Current Challenges With Highly Active Antiretroviral Therapy and New Hope and Horizon With CRISPR-CAS9 Technology for HIV Treatment

Clustered regularly interspaced short palindromic repeats (CRISPR/Cas system) is now the predominant approach for genome editing. Compared to conventional genetic editing methods, CRISPR/Cas technology offers several advantages that were previously unavailable. Key benefits include the ability to simultaneously modify multiple locations, reduced costs, enhanced efficiency, and a more user-friendly design.
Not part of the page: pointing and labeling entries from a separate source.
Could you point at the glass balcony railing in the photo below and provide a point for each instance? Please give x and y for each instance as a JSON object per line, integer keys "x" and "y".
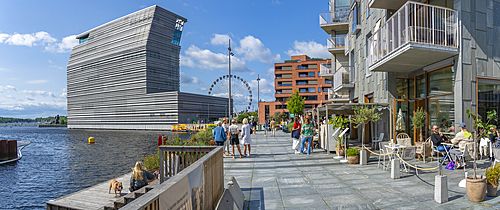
{"x": 325, "y": 69}
{"x": 336, "y": 42}
{"x": 423, "y": 24}
{"x": 333, "y": 18}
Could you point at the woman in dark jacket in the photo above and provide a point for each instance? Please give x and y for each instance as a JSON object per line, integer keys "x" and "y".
{"x": 139, "y": 177}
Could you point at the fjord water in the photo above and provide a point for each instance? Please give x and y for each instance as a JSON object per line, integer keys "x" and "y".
{"x": 60, "y": 161}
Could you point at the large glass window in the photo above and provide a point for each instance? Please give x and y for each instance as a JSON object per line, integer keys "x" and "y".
{"x": 440, "y": 82}
{"x": 488, "y": 97}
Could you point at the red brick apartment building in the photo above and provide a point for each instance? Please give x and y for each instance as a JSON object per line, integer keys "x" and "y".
{"x": 300, "y": 73}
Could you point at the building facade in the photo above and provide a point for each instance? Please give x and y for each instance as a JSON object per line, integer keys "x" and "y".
{"x": 302, "y": 74}
{"x": 442, "y": 56}
{"x": 125, "y": 75}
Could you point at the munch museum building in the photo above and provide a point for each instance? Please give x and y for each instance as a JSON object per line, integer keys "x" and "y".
{"x": 124, "y": 74}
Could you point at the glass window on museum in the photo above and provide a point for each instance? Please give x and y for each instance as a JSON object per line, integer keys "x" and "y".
{"x": 488, "y": 97}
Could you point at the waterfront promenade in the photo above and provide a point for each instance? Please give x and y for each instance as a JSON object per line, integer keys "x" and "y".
{"x": 273, "y": 177}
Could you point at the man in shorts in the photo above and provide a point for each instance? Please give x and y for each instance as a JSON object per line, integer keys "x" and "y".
{"x": 234, "y": 132}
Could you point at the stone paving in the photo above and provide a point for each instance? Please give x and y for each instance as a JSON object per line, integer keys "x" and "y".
{"x": 273, "y": 177}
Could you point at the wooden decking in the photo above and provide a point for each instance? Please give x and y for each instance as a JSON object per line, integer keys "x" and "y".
{"x": 95, "y": 197}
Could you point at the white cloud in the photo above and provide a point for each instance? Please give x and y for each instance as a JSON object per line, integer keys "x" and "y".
{"x": 35, "y": 93}
{"x": 206, "y": 59}
{"x": 185, "y": 79}
{"x": 7, "y": 87}
{"x": 253, "y": 49}
{"x": 311, "y": 49}
{"x": 27, "y": 39}
{"x": 38, "y": 81}
{"x": 64, "y": 46}
{"x": 220, "y": 39}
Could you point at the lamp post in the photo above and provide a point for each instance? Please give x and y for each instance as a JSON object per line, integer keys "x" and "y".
{"x": 230, "y": 54}
{"x": 258, "y": 97}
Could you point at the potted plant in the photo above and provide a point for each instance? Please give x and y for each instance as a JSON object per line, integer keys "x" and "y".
{"x": 476, "y": 184}
{"x": 492, "y": 175}
{"x": 352, "y": 155}
{"x": 418, "y": 121}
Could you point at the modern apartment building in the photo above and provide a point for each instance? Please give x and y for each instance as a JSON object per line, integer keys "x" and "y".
{"x": 302, "y": 74}
{"x": 439, "y": 55}
{"x": 124, "y": 74}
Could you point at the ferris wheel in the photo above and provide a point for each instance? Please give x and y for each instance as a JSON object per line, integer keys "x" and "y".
{"x": 241, "y": 92}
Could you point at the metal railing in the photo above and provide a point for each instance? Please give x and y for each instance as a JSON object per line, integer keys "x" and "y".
{"x": 418, "y": 23}
{"x": 325, "y": 69}
{"x": 336, "y": 42}
{"x": 180, "y": 162}
{"x": 333, "y": 18}
{"x": 341, "y": 77}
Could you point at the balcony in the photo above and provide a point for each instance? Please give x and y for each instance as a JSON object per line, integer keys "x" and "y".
{"x": 337, "y": 97}
{"x": 417, "y": 35}
{"x": 386, "y": 4}
{"x": 325, "y": 70}
{"x": 336, "y": 44}
{"x": 334, "y": 21}
{"x": 341, "y": 80}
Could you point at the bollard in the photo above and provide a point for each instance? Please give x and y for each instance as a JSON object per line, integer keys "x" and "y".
{"x": 4, "y": 150}
{"x": 441, "y": 189}
{"x": 395, "y": 174}
{"x": 363, "y": 157}
{"x": 12, "y": 144}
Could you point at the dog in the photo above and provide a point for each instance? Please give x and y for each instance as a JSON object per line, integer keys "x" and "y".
{"x": 116, "y": 185}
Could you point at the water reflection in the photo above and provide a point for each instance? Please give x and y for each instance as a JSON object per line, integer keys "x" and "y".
{"x": 59, "y": 161}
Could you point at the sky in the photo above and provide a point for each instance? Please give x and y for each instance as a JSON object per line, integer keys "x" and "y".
{"x": 36, "y": 38}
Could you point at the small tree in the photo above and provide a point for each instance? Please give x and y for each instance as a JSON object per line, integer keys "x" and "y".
{"x": 481, "y": 128}
{"x": 364, "y": 115}
{"x": 296, "y": 104}
{"x": 418, "y": 121}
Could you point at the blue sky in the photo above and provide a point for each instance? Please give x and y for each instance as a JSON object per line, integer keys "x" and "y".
{"x": 36, "y": 38}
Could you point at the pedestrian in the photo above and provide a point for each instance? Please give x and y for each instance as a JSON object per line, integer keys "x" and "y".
{"x": 226, "y": 143}
{"x": 234, "y": 133}
{"x": 273, "y": 127}
{"x": 246, "y": 140}
{"x": 219, "y": 135}
{"x": 266, "y": 126}
{"x": 307, "y": 131}
{"x": 296, "y": 134}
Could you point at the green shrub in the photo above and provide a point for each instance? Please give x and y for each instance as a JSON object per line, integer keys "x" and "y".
{"x": 352, "y": 152}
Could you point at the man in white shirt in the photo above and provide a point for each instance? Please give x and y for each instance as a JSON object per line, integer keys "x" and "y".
{"x": 226, "y": 142}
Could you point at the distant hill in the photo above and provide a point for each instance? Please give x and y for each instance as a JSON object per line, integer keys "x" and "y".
{"x": 27, "y": 120}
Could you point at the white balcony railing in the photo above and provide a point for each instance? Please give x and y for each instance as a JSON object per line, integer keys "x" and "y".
{"x": 333, "y": 18}
{"x": 336, "y": 42}
{"x": 325, "y": 69}
{"x": 341, "y": 77}
{"x": 417, "y": 23}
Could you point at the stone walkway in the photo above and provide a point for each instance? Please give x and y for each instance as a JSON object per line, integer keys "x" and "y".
{"x": 273, "y": 177}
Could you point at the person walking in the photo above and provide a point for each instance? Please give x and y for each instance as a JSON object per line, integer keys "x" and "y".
{"x": 273, "y": 127}
{"x": 219, "y": 135}
{"x": 296, "y": 134}
{"x": 234, "y": 132}
{"x": 307, "y": 131}
{"x": 246, "y": 140}
{"x": 266, "y": 126}
{"x": 226, "y": 143}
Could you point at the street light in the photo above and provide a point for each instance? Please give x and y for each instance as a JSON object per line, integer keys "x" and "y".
{"x": 230, "y": 54}
{"x": 258, "y": 96}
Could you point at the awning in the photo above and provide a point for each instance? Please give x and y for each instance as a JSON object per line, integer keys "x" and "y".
{"x": 345, "y": 108}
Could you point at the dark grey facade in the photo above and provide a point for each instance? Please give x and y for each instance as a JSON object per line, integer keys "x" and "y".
{"x": 125, "y": 75}
{"x": 439, "y": 55}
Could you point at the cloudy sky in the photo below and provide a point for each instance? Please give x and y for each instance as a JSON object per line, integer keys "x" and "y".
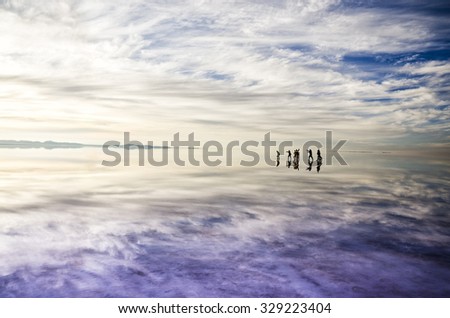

By directing Cas-mediated DNA cleavage to specific genomic targets and utilizing intrinsic DNA repair processes, this system can produce site-specific gene modifications. This goal is achieved through an RNA-guided procedure. As the most effective gene editing method currently available, the CRISPR/Cas system has proven to be highly valuable in genomic research across a wide range of species since its discovery as a component of the adaptive immune system in bacteria. Its applicability extends to various organisms, making it increasingly prevalent in the medical field, where it shows great promise in investigating viral infections, cancer, and genetic disorders. Furthermore, it enhances our understanding of fundamental genetics. This article outlines the current antiretroviral therapy and its adverse effects but also CRISPR/Cas technology. This review article also discusses its mechanism of action and potential applications in the treatment of HIV/AIDS.